Segundo, se ha desvirtuado la misión de la Universidad de Puerto Rico, el centro de educación superior más importante del País. Esto se debe, en parte, a que la Universidad ha tenido que dedicar una cantidad cada vez mayor de recursos para remediar las deficiencias de los estudiantes que se gradúan de escuela superior con unas lagunas intelectuales enormes. En parte, a que se ha dedicado, especialmente durante los últimos treinta o cuarenta años, mayormente a entrenar empleados y gerentes para compañías multinacionales en vez de enseñar destrezas de pensamiento crítico. Y en parte también a la burocratización y politización de todo el sistema universitario público. El resultado ha sido dos, tal vez tres generaciones de puertorriqueños que se han acostumbrado a vivir sin pensar críticamente, y que no cuentan con la capacidad cívica, o la voluntad moral, necesaria para participar eficazmente en el debate público.

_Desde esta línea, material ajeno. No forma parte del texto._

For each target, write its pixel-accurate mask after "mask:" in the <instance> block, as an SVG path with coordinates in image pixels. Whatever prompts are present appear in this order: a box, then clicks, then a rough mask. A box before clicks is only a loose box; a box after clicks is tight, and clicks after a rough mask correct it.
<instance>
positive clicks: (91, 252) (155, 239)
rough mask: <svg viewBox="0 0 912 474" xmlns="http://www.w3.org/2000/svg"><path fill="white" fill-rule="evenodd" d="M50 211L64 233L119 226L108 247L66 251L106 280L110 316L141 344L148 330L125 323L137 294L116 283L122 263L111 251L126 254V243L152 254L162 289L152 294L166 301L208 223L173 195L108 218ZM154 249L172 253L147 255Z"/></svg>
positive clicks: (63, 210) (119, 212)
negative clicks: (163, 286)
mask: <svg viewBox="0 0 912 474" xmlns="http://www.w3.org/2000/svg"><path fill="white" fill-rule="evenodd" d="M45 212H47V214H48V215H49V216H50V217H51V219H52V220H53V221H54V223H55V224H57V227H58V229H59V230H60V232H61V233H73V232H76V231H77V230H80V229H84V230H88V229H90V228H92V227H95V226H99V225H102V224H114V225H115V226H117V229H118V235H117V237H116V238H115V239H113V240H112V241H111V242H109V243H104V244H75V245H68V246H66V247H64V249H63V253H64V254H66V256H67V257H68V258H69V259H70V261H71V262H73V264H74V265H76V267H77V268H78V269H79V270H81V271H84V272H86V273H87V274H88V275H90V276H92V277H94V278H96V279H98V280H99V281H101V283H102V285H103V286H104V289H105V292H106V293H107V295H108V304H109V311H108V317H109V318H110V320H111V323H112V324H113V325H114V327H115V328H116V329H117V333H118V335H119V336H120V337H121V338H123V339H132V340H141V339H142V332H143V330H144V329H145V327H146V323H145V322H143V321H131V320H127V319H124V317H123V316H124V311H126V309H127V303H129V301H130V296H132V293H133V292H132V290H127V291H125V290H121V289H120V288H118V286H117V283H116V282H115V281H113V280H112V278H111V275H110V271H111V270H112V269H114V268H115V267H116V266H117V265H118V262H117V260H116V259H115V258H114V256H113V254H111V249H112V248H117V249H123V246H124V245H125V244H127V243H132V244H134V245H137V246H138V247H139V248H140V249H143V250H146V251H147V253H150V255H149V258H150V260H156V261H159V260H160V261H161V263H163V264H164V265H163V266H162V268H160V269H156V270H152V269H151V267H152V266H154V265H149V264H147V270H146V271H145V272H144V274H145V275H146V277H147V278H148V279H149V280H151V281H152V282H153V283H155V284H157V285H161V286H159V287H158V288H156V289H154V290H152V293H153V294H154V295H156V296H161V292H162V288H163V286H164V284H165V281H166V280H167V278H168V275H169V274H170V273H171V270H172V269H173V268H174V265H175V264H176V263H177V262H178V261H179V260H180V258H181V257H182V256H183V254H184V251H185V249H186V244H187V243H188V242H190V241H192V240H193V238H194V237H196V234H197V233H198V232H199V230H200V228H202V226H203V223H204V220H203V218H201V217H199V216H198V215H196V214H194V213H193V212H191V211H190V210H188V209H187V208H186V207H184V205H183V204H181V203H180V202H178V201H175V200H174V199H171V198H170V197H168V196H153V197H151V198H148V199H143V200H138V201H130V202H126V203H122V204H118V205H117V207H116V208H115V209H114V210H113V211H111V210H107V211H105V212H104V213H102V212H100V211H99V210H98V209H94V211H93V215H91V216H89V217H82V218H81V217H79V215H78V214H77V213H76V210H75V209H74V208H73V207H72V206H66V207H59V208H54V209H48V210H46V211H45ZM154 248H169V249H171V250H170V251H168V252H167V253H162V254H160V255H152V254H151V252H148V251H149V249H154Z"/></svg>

Tercero, los medios de comunicación también han contribuido ya que se han dedicado a entretener más que a informar, a reseñar crímenes de la manera más burda y sensacionalista, a repetir la propaganda de las oficinas de comunicación gubernamental y a darle tribuna a cualquier político de marquesina con tal de que diga una barbaridad que cause controversia.

El problema es que, para que una democracia moderna funcione adecuadamente, se necesita que los ciudadanos participen activamente en la polis. Los problemas que aquejan a una sociedad moderna son complicados y requieren un esfuerzo, aunque sea mínimo, por parte de los ciudadanos para entenderlos. Si no, el debate público se degrada inevitablemente.

Lamento informarle que la diferencia entre el IVU y el IVA no se puede explicar en 140 caracteres o menos; que entender las consecuencias de la degradación del crédito de Puerto Rico o de la reestructuración de por lo menos parte de nuestra deuda pública va a requerir que usted tenga que hacer un esfuerzo para educarse sobre estos temas; y que las deficiencias y las fallas que aquejan a la Autoridad de Energía Eléctrica no se pueden explicar en un “sound bite” y en “arroz y habichuelas”.

Si usted no está dispuesto a participar, educarse y pensar críticamente sobre los asuntos públicos que nos afectan a todos, entonces no se queje cuando su factura de luz siga aumentando, cuando le impongan un IVA de 15% sin explicarle la razón, cuando vaya al Centro Médico y tenga que esperar seis horas para que lo atiendan mientras se encuentra tirado en una camilla en el medio de un oscuro y tenebroso pasillo, o cuando no hayan maestros suficientes al comienzo de clases.

No se queje tampoco si las elecciones son una burla, si la impunidad y la corrupción son rampantes entre la clase gobernante y si la violación de los derechos civiles es constante, empezando por la corrupta Policía de Puerto Rico. En resumen, no se queje si en Puerto Rico todas las modalidades de rendición de cuentas son ineficaces, porque usted constituye una parte esencial del problema al no informarse bien y exigirles estándares de desempeño más rigurosos a nuestros oficiales públicos.

 

Esta columna fue publicada originalmente en El Nuevo Día el 26 de octubre de 2014.